Here are some snapshots:

Visitors at far left enter the gate at the beginning of the Grande Rue, the island's only street.
I think the building to the right of the red and yellow flag is Mere Poulard. 
















You can see buses at the shuttle stop on the left end of the
causeway. It's a pretty quick walk to the island from there.










After going steadily uphill on the Grande Rue,
you come to these steps that will take you to
the abbey entrance. More steps are inside.














Entrance to the abbey.

The nave or sanctuary of the abbey.













The cloister is at the top of a building known
as Le Merveille, built in the early 1200s.














This is called the Crypt of the Great Pillars. It's actually part of the middle level of the three-level
abbey. The pillars were built in the mid-1400s to support construction of a new choir in the
church above after the original one collapsed in 1421. 
















The ruins of a chapel from the abbey's
earliest days.

Alpha and Omega (the first and final letters of the Greek alphabet)
were a metaphore for divinity: first and last, or everything.
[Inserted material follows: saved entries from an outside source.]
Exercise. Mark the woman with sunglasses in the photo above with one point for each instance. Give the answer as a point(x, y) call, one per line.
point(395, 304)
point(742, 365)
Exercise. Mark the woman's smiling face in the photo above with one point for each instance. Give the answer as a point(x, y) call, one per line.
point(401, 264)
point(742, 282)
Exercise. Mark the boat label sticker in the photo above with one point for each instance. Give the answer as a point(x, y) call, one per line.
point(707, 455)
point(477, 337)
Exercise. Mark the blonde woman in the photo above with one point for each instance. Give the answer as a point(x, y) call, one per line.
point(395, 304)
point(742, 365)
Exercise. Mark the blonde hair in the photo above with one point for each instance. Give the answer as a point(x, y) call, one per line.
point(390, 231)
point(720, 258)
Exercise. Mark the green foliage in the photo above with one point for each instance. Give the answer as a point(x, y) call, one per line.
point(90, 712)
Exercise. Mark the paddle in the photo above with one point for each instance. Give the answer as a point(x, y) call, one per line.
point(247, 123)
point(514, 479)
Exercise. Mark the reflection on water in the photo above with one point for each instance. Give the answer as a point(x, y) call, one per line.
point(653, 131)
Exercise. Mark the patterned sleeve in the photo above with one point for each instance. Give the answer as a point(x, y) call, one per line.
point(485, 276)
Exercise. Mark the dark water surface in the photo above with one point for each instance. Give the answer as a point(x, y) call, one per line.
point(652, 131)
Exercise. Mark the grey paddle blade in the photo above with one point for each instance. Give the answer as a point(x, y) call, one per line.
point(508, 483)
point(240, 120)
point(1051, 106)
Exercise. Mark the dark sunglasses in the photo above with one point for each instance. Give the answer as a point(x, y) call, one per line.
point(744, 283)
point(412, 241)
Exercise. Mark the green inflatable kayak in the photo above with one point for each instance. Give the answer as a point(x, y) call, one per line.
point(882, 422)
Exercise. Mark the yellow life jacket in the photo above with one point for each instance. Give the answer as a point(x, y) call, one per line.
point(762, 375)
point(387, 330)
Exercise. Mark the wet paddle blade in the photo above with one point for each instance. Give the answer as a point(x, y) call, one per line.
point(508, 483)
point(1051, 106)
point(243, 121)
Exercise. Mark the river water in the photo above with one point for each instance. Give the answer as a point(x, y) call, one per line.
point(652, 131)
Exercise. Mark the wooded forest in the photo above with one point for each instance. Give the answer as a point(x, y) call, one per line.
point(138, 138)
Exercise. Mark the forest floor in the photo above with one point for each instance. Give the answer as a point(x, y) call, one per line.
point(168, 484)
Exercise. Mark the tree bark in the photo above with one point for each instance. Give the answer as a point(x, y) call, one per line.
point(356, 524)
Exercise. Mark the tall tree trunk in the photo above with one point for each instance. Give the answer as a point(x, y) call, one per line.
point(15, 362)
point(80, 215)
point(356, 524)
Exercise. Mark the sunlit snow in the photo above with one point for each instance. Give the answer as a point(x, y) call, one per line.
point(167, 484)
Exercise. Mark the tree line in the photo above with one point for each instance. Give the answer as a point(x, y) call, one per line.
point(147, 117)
The archangel Michael, who supposedly ordered
the creation of the abbey, sits atop its highest
spire. The figure was added in 1897 and was
regilded in 2016.

Other carvings at the abbey show the
effect centuries can have on stone.


People on the lower walkway are departing the abbey.

Abbey visitors have views over the tidal 
flats to the mainland, a kilometer away.
Mont Saint-Michel as seen from the mainland several
miles away. In the foreground are recently  plowed fields.

One advantage of staying overnight at Mont Saint-Michel is the possibility of a splendid sunset.